The Journey is Only Half Begun

I often wonder how Odysseus thought when he faced yet another struggle in reaching his final destination.  All the years and the obstacles he needed to overcome just so he could continue his journey.  It had to have been agonizing.

I realize he wasn't a real person, but often this is life isn't it? Consistently throwing us off course and asking us to find our way back to the path.  

So when I think of this initial idea that has evolved into the story it has, I feel so lost and hopeless. 'I will never finish!' was something that crossed my mind more than once.  And once we started having children in our life, I was perfectly content to leave it all be until the kids were at least in middle school.

My Mom, napping at our favorite lake house.
Then we lost my mom.  My #1 fan. Yep, even over my husband.  Because she had been following my writing and stories all my life.  She thought I was so creative, telling stories when I was 5 about the life I had already lived and all the adventures I had experienced.

"How could you possibly have been to college and been married and had children if you are only 5 years old?" she asked me one day.

"Because I'm ageing backwards," I replied.  "I'm only getting younger, you just don't know it.
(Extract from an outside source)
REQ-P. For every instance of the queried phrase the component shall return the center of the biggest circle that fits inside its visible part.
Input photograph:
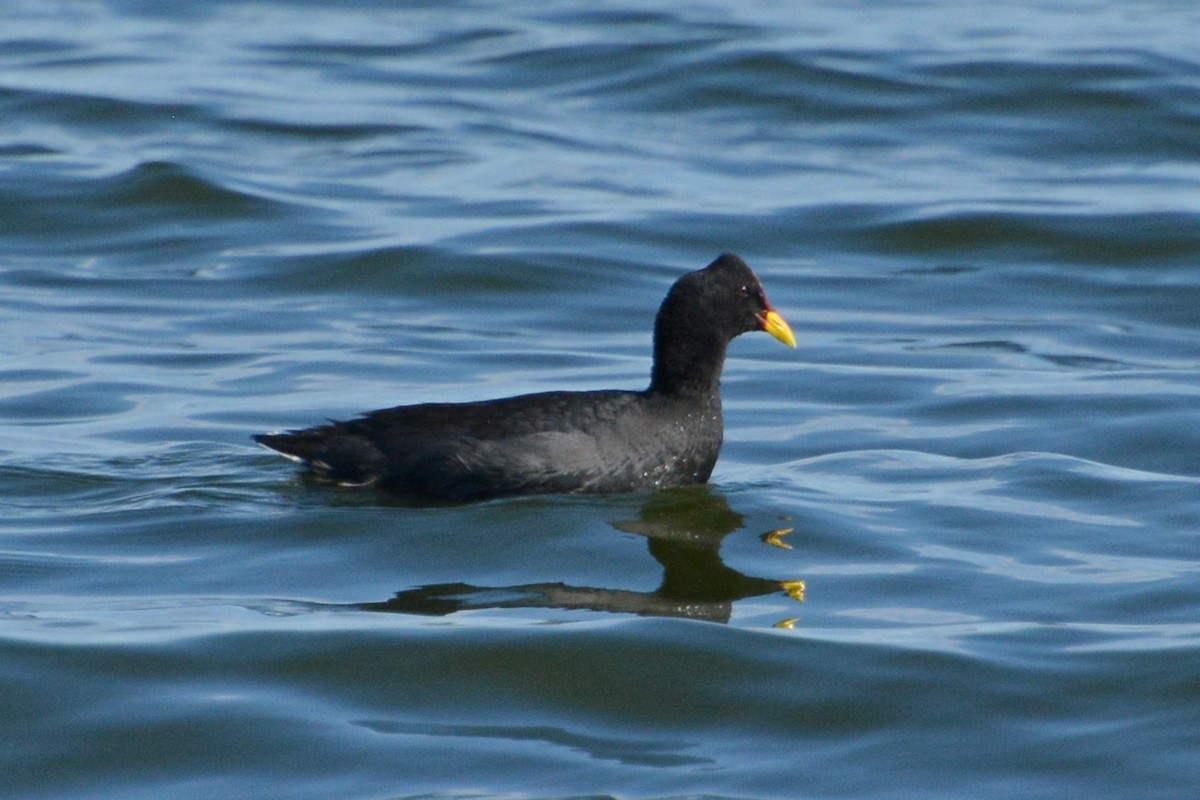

And I'm hiding in this family because there are lots of kids and I blend in better.  No one would suspect."

True story.  

 Losing her changed me.  I suddenly realized that waiting was stupid.  I wanted to write, and now I wanted to write for her.  But I just wasn't ready yet.

Then I was ready.  And I pounded out my first full draft in 2016.  And then I plummeted into the dark abyss of my mind and had to crawl back out.  That took a while.  

So I think of Odysseus and the fact that it took him twenty years to get home.  I think of J.K. Rowling and how it took her six years to write her first novel.  Less time than it took me, but hey, I'm somewhere in the middle.  And I feel a little less helpless.

And who cares how long it takes to write the first?  As long as I get it in the end.  It's not about how fast you get there, it's not even how you get there, it's about getting there in the end.  Isn't that what it's always been about?